Author

Taylor Welsh

Date of Award

2014

Document Type

Thesis

Degree Name

Bachelors

Department

Humanities

First Advisor

Van Tuyl, Jocelyn

Keywords

Bowen, Elizabeth, Gender, Postwar, Literature

Area of Concentration

English

Abstract

This thesis examines how two of Elizabeth Bowen’s 1930s novels explore changing conduct conventions through experimental narrative strategies. In To the North (1932) and The House in Paris (1934), Bowen presents baffling new social expectations for women in post-World War One Britain through tropes of legibility and authorship. Her heroines engage with unstable conduct codes and subvert formulaic courtship plots through motifs of textuality that involve “reading” and “writing” their social milieus. Following an introduction that outlines the unclear expectations wrought by rapidly evolving social, economic, and political roles for interwar women, the first chapter examines social legibility as a problem of readership in To the North. This chapter examines how difficulties navigating interwar gender conventions manifest through problems of expression, relation, and articulation on the level of plot. It also demonstrates how illegible social codes are focalized through the characters’ relationships to modern spaces of transit that alternately allow for and constrain narrative and romantic possibility.

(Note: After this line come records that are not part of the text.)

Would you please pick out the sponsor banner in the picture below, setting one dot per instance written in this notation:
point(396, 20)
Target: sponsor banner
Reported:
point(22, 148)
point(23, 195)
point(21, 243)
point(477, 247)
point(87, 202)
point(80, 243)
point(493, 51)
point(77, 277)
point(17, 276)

The second chapter positions social illegibility in The House in Paris as an issue of authorship and voice that surfaces on the level of both plot and structure. It examines textual questions of representation by exploring the novel’s literarily selfconscious style and its presentation of a problematized female subjectivity and narrative voice. Bowen’s interwar fiction is an apt example of literature responding to social changes. Thematic and structural elements of these two novels illustrate a larger dynamic of cultural instability and ambiguity inherent to the plight of British female experience between the world wars.